Tuesday, July 28, 2009

Book Review: MARK OF THE DEMON

From The Baton Rouge Advocate

MARK OF THE DEMON
By Diana Rowland
Bantam, $23 paperback

At first this book seems to have an identity problem: it reads like a romance, but there is some fantasy stuff with demons but then it’s a crime thriller with a cop chasing a serial killer. Somehow Rowland manages to tie it all together, but the knots are not all neat.
The cop, Kara Gillian, works for the “Beaulac Police Department” in a small city near New Orleans in “St. Long Parish.”
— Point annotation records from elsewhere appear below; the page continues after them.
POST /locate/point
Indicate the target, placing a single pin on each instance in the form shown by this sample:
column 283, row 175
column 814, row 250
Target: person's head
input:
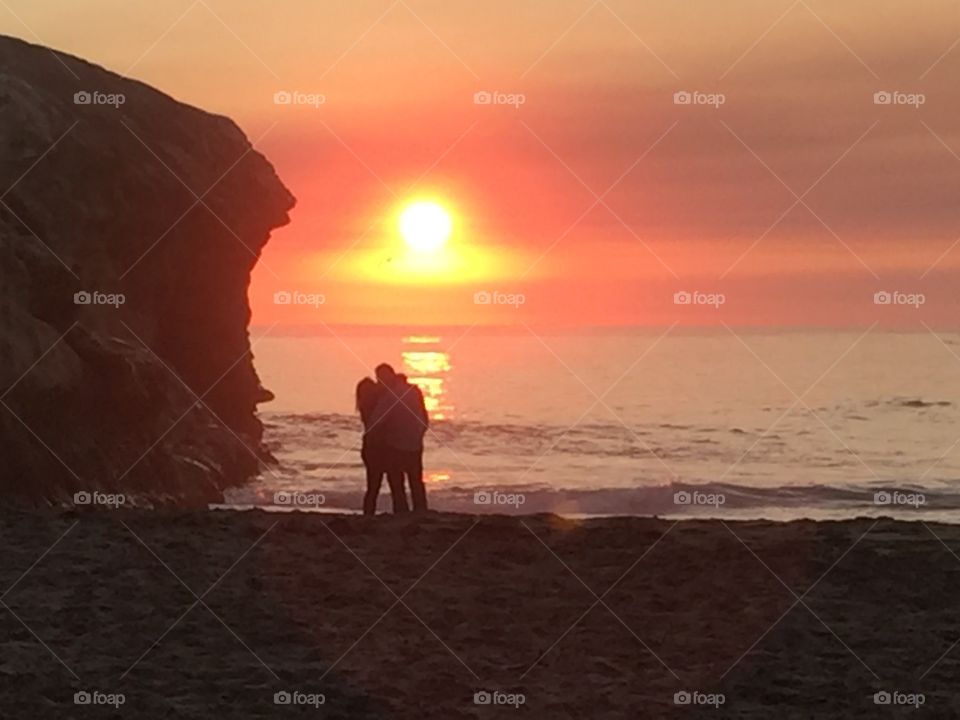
column 386, row 374
column 367, row 395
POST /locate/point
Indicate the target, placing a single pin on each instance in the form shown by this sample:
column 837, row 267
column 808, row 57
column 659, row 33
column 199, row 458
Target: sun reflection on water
column 429, row 368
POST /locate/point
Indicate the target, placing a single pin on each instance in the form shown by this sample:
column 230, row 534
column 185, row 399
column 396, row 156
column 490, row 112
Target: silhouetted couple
column 394, row 422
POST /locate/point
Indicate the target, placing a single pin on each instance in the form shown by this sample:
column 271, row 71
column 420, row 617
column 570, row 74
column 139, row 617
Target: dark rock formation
column 109, row 188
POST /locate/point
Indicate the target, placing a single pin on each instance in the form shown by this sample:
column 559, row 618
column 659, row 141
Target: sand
column 211, row 614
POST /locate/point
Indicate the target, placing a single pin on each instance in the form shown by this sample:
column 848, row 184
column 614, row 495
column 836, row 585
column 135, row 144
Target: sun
column 425, row 226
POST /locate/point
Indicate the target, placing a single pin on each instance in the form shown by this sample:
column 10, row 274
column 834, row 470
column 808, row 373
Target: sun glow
column 425, row 226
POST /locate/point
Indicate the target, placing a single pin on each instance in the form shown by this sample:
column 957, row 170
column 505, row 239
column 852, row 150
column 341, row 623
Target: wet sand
column 210, row 614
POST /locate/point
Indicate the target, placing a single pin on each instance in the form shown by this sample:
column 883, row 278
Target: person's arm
column 422, row 409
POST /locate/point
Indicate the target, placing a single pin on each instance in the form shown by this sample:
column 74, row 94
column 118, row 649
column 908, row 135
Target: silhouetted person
column 375, row 453
column 405, row 422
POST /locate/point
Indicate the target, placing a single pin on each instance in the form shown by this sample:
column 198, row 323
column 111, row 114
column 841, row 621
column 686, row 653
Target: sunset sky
column 599, row 197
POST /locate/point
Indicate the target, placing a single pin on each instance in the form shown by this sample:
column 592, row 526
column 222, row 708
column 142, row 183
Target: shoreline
column 411, row 616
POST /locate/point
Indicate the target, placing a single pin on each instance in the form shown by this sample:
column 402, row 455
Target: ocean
column 719, row 423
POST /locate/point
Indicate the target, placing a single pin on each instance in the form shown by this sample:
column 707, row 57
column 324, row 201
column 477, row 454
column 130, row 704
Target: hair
column 367, row 395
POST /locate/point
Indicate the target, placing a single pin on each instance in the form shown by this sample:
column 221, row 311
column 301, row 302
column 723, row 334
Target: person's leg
column 398, row 491
column 374, row 480
column 395, row 480
column 418, row 491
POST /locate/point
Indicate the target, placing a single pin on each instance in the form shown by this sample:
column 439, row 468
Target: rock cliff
column 129, row 226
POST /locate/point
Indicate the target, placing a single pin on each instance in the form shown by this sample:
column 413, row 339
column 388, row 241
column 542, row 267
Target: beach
column 264, row 615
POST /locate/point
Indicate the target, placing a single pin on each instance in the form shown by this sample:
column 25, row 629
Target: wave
column 670, row 499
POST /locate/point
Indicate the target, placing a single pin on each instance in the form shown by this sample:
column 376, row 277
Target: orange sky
column 701, row 198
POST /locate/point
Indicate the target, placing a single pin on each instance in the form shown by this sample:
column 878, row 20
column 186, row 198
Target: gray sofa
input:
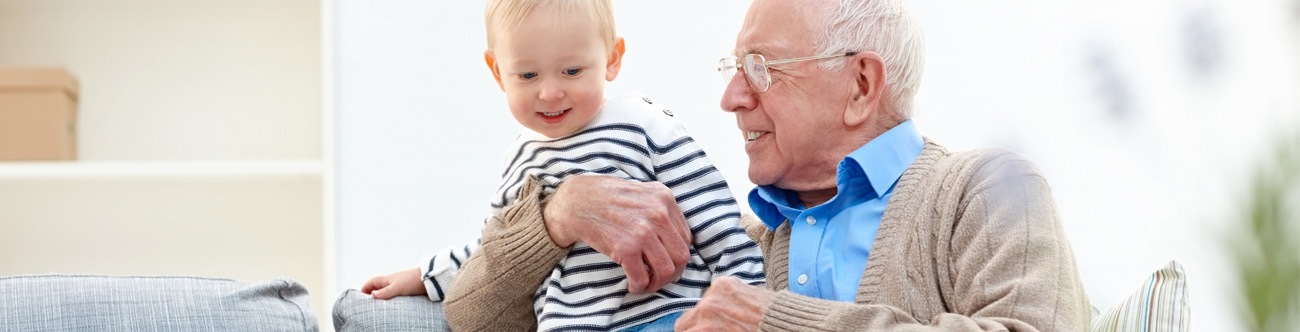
column 358, row 311
column 79, row 302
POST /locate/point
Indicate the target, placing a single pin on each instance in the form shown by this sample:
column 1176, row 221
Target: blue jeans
column 662, row 324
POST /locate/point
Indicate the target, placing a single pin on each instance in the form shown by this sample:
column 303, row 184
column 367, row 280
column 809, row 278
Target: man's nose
column 739, row 96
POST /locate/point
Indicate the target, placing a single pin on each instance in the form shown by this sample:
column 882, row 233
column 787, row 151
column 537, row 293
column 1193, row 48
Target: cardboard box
column 38, row 113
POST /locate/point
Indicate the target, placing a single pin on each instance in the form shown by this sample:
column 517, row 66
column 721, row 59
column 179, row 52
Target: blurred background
column 365, row 134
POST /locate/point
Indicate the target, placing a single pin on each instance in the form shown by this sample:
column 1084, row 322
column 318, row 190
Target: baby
column 553, row 57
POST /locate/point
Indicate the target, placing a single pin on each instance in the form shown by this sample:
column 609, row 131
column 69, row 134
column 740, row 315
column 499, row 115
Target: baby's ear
column 492, row 65
column 611, row 69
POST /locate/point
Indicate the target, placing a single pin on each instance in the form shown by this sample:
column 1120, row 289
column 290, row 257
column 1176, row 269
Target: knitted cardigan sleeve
column 1006, row 263
column 494, row 289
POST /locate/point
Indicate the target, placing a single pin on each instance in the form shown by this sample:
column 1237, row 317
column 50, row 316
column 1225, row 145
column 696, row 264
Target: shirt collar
column 887, row 156
column 882, row 160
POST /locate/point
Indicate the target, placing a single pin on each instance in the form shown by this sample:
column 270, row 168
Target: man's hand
column 637, row 224
column 402, row 283
column 728, row 305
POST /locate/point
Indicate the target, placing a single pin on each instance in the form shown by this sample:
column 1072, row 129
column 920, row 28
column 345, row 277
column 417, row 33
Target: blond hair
column 503, row 16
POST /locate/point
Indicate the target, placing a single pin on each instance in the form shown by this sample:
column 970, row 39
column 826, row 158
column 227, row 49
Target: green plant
column 1268, row 250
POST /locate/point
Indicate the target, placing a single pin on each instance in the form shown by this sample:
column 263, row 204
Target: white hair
column 885, row 27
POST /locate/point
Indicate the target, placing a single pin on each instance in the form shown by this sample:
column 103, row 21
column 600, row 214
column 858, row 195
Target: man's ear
column 495, row 70
column 611, row 69
column 867, row 90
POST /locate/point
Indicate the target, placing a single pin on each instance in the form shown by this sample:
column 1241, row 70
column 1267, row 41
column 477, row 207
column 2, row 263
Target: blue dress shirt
column 830, row 244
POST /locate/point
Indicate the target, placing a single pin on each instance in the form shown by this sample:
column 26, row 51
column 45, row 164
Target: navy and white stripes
column 638, row 141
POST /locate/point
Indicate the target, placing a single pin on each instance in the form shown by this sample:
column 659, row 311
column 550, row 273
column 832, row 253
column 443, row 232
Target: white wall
column 1145, row 146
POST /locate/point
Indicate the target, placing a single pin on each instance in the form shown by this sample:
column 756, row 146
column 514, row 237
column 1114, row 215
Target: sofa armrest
column 83, row 302
column 358, row 311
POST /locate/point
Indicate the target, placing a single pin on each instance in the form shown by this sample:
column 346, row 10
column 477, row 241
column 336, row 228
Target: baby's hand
column 402, row 283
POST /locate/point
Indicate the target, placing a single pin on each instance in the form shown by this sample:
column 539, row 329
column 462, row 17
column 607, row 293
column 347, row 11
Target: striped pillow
column 1158, row 306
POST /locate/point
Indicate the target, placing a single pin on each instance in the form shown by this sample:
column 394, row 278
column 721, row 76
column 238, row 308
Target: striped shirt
column 640, row 141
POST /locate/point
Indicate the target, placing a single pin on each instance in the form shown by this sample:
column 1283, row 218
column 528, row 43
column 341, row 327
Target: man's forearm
column 494, row 289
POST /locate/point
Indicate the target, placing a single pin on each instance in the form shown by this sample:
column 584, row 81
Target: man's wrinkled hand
column 637, row 224
column 728, row 305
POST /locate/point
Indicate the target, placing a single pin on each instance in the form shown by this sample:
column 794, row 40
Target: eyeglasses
column 755, row 68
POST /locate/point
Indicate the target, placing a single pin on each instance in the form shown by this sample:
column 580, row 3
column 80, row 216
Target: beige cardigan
column 967, row 242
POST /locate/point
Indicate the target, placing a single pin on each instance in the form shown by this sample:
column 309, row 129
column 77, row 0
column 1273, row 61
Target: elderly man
column 863, row 223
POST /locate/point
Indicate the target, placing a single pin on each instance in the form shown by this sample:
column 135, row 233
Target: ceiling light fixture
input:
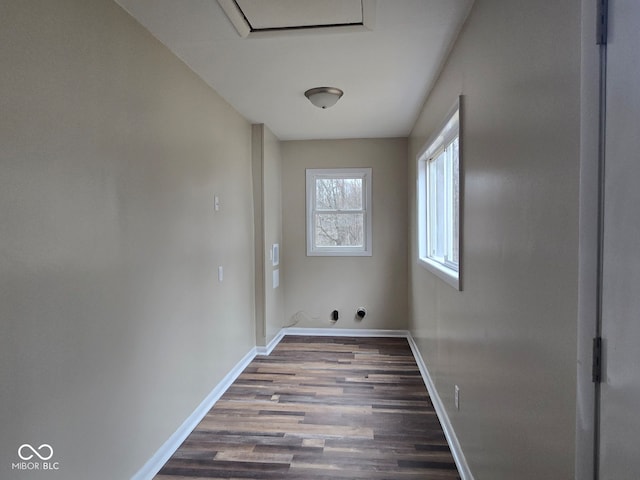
column 324, row 97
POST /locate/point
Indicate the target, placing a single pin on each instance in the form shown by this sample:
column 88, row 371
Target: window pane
column 437, row 210
column 339, row 229
column 456, row 203
column 339, row 194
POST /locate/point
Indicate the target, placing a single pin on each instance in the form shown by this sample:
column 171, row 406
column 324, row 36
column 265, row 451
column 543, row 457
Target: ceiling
column 385, row 58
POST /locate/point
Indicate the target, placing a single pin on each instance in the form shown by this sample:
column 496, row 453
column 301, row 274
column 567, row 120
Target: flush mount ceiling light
column 324, row 97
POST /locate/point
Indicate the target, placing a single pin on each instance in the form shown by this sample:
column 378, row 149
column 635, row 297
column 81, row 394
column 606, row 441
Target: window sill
column 338, row 253
column 445, row 274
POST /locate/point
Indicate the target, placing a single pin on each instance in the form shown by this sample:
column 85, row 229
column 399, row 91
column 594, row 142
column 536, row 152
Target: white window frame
column 337, row 251
column 445, row 136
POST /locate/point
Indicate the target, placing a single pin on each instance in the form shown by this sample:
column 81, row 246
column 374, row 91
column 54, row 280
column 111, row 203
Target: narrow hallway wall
column 114, row 326
column 508, row 340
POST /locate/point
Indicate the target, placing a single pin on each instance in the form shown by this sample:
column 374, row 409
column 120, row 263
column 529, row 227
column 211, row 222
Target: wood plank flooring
column 321, row 408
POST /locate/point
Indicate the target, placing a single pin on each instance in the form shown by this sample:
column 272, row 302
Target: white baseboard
column 155, row 463
column 271, row 345
column 344, row 332
column 449, row 433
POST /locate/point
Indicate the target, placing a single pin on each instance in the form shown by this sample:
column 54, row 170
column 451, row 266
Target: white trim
column 445, row 274
column 345, row 332
column 363, row 173
column 449, row 433
column 155, row 463
column 163, row 454
column 448, row 131
column 272, row 344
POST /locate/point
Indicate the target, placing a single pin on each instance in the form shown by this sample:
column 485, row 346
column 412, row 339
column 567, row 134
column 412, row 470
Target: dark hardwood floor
column 321, row 408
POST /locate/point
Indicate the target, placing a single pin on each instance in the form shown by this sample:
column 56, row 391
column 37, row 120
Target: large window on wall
column 339, row 212
column 438, row 188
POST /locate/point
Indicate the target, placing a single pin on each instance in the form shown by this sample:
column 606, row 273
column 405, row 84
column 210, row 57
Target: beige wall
column 267, row 197
column 509, row 338
column 315, row 286
column 113, row 325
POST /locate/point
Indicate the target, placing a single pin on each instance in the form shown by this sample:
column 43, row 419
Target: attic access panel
column 253, row 18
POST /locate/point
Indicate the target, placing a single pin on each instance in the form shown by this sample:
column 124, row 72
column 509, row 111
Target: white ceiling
column 385, row 72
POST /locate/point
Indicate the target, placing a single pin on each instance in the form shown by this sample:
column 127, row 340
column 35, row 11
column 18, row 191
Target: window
column 439, row 202
column 339, row 212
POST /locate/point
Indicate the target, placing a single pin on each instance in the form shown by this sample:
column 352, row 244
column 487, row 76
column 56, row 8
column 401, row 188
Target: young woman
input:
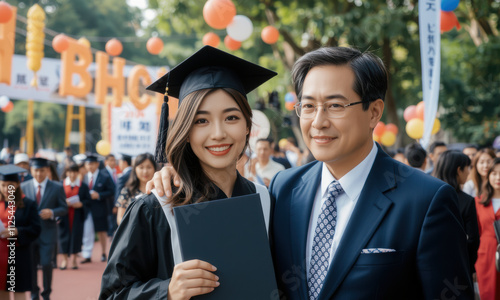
column 27, row 229
column 143, row 169
column 71, row 225
column 488, row 210
column 208, row 135
column 480, row 166
column 453, row 167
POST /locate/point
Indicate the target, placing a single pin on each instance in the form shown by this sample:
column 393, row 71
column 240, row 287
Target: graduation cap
column 9, row 172
column 206, row 69
column 39, row 162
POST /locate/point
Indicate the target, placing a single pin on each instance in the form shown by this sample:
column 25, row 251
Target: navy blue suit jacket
column 399, row 208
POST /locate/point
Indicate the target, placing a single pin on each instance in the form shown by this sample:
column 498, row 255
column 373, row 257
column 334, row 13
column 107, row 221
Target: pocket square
column 377, row 250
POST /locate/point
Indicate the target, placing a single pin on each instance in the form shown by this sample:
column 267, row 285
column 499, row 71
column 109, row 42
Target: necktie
column 322, row 243
column 39, row 195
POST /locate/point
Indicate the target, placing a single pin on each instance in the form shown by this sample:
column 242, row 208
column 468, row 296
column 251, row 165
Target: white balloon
column 240, row 29
column 4, row 100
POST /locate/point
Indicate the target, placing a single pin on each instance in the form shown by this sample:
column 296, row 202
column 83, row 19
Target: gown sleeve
column 140, row 262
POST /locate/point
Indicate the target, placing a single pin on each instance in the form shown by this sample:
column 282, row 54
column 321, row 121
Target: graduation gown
column 142, row 255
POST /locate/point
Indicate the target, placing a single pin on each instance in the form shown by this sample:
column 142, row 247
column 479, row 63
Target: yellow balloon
column 436, row 126
column 388, row 138
column 415, row 128
column 103, row 147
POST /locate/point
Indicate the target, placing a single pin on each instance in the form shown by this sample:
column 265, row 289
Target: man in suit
column 51, row 201
column 357, row 224
column 102, row 190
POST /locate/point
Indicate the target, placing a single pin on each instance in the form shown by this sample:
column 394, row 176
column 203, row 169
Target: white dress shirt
column 352, row 183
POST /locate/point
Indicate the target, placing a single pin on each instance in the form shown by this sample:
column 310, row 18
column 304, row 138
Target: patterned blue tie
column 322, row 243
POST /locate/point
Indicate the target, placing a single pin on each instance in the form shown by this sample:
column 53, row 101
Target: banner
column 429, row 13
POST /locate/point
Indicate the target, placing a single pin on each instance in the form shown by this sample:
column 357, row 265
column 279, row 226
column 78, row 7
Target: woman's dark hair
column 447, row 167
column 133, row 182
column 487, row 188
column 370, row 73
column 196, row 186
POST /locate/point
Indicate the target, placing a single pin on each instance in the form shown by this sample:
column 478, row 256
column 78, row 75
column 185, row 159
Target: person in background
column 453, row 167
column 71, row 225
column 27, row 228
column 480, row 167
column 488, row 211
column 143, row 169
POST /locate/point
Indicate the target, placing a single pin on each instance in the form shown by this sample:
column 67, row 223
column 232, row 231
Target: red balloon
column 114, row 47
column 211, row 39
column 231, row 44
column 60, row 43
column 270, row 35
column 219, row 13
column 392, row 128
column 449, row 21
column 5, row 12
column 154, row 45
column 379, row 129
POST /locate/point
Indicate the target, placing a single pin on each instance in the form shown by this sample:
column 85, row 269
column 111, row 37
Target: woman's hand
column 192, row 278
column 161, row 181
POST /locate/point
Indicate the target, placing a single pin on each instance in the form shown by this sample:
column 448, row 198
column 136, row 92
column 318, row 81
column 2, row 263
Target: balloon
column 219, row 13
column 211, row 39
column 449, row 21
column 231, row 44
column 415, row 128
column 114, row 48
column 410, row 113
column 8, row 107
column 392, row 128
column 240, row 28
column 5, row 12
column 436, row 126
column 4, row 100
column 103, row 147
column 379, row 129
column 449, row 5
column 420, row 110
column 60, row 43
column 388, row 138
column 154, row 45
column 270, row 35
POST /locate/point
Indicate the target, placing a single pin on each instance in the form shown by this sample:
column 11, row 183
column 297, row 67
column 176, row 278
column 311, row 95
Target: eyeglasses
column 334, row 109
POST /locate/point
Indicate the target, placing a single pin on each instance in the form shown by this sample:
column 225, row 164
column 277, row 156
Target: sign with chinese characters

“A small, quiet parish with the city of Beaulac as its hub, it boasted only a few murders a year and not much other crime except for the usual mix of drug abuse and burglaries.” That quiet is shattered by a serial murderer called the Symbol Man. He is called that because he carves arcane symbols into the flesh of his victims. Gillian recognizes the nature of the symbol because she herself is a “summoner” who calls up demons in her spare time. The Symbol Man had been active years before, then went quiet only to start up again just after Gillian is promoted to detective.

Gillian knows a lot about demons, but she is still a novice summoner, and when she tries to call up a particular demon, something goes badly wrong. The being who comes into her basement (Rowland explains the rarity of basements in Louisiana) is not the creature she called. He’s a demon lord, and he is very powerful and very angry. Yet he calms down when he sees Gillian, and she reacts by having a steamy sexual encounter with him. Gillian is always complaining about how plain she looks and how she never gets any action. The demon is definitely action. Then there is the FBI agent with the pretty eyes who comes to help find the serial killer.

The best of the plot lines is the serial killer chase. Yet it is dependent on the arcane complications. The demon sex and romantic interests are just extras.

Somehow it all seems to work and provides a compelling story line by the time you get toward the end of the book. The local color is pretty good and pretty accurate (basement aside), as you would expect from Rowland since she is from south Louisiana. Her characters are strong, Gillian the most complex and nuanced, but her bad guys are deliciously bad and her demons, if unbelievable, are plenty scary.